Eaux en bouteille: "Les dangers des microplastiques pour la santé sont encore méconnus"
- Publié le 16-03-2018 à 06h46
- Mis à jour le 16-03-2018 à 11h34
Des chercheurs ont analysé l’eau vendue en bouteilles dans neuf pays.On y retrouve des microparticules de plastique.Leur impact sur la santé est méconnu.
La Libre a posé trois questions au Pr Alfred Bernard, toxicologue à l’UCL et directeur de recherches FNRS
1 Les résultats de cette étude vous paraissent-ils inquiétants ?
Ce n’est pas la première étude à annoncer de tels résultats, même si celle-ci semble plus vaste que les précédentes en nombre d’échantillons. Mais ce qui importe, c’est avant tout la taille des particules et leur origine. Les particules de 100 µ ne devraient pas être très préoccupantes car en principe, elles ne passent pas la barrière intestinale à cause de leur trop grosse taille. Ces plus grosses particules pourraient en effet, comme suggéré dans l’étude, provenir des bouteilles (dégradées) et des bouchons. Elles seraient donc de la même nature chimique que la bouteille, en l’occurrence du PEP, polyéthylène, qui n’est pas une substance vraiment préoccupante. Elle ne contient pas de perturbateurs endocriniens et est tout à fait compatible avec l’alimentation. En revanche, ce qui est interpellant et beaucoup plus troublant dans ce genre d’étude, ce sont les microplastiques, qui sont des particules de plus petite taille. Surtout si elles ne viennent pas directement de la bouteille, mais bien de l’eau car ces nanoparticules pourraient être contaminées par d’autres substances. C’est lié au phénomène de la pollution globale par les microplastiques. Plusieurs études ont en effet montré que les eaux de surface, principalement, que ce soit des océans ou des mers, mais aussi les poissons sont contaminées par des microplastiques, souvent de petite taille et de composition très variable. Ce phénomène, qui s’aggrave, est inquiétant. Ces fines particules, dont les nanoparticules, viennent de tous les plastiques dont certains contiennent - et donc peuvent libérer - du bisphénol A. On en retrouve notamment dans les boues des stations d’épuration, qui sont ensuite répandues sur les terres agricoles et se retrouvent alors dans l’alimentation. C’est très préoccupant car ces microplastiques, qui sont non biodégradables et extrêmement stables dans l’environnement, polluent non seulement les mers et les océans mais aussi les sols.

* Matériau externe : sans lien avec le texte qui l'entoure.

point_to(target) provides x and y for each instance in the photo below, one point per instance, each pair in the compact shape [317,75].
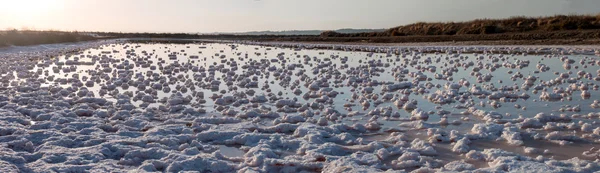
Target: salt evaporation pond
[227,107]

2 Quels sont les dangers de ces microplastiques pour la santé ?
On n’en sait rien. On peut penser a priori que les petites particules pourraient franchir la barrière intestinale, sans que l’on n’en connaisse les conséquences, et éventuellement provoquer des perturbations au niveau du microbiome. Quant aux dangers éventuels pour la santé, tout dépend de la taille et de la nature chimique de ces particules, car tous les plastiques n’ont pas la même nocivité. Mais on n’a pratiquement pas d’informations quant à l’impact précis chez l’homme de ces substances. Cela dit, ces microplastiques devraient être moins nocifs que les nitrates ou les dérivés de chloration que l’on retrouve dans l’eau et qui ont des propriétés toxiques bien démontrées.
3 Quelles sont dès lors les eaux les plus sûres à consommer ?
Il faut faire une distinction en fonction de l’origine de l’eau. Les eaux minérales souterraines sont probablement beaucoup moins touchées par ce phénomène global de pollution que les eaux de surface. De même pour l’eau du robinet, il n’est pas impossible que l’eau captée en surface, par exemple dans la Meuse, contienne aussi des nanoparticules de plastique. Il n’est donc pas certain que les eaux du robinet soient exemptes de ces particules, même si chez nous elles sont généralement de bonne qualité. En Belgique, pas mal d’eaux du robinet sont d’origine souterraine.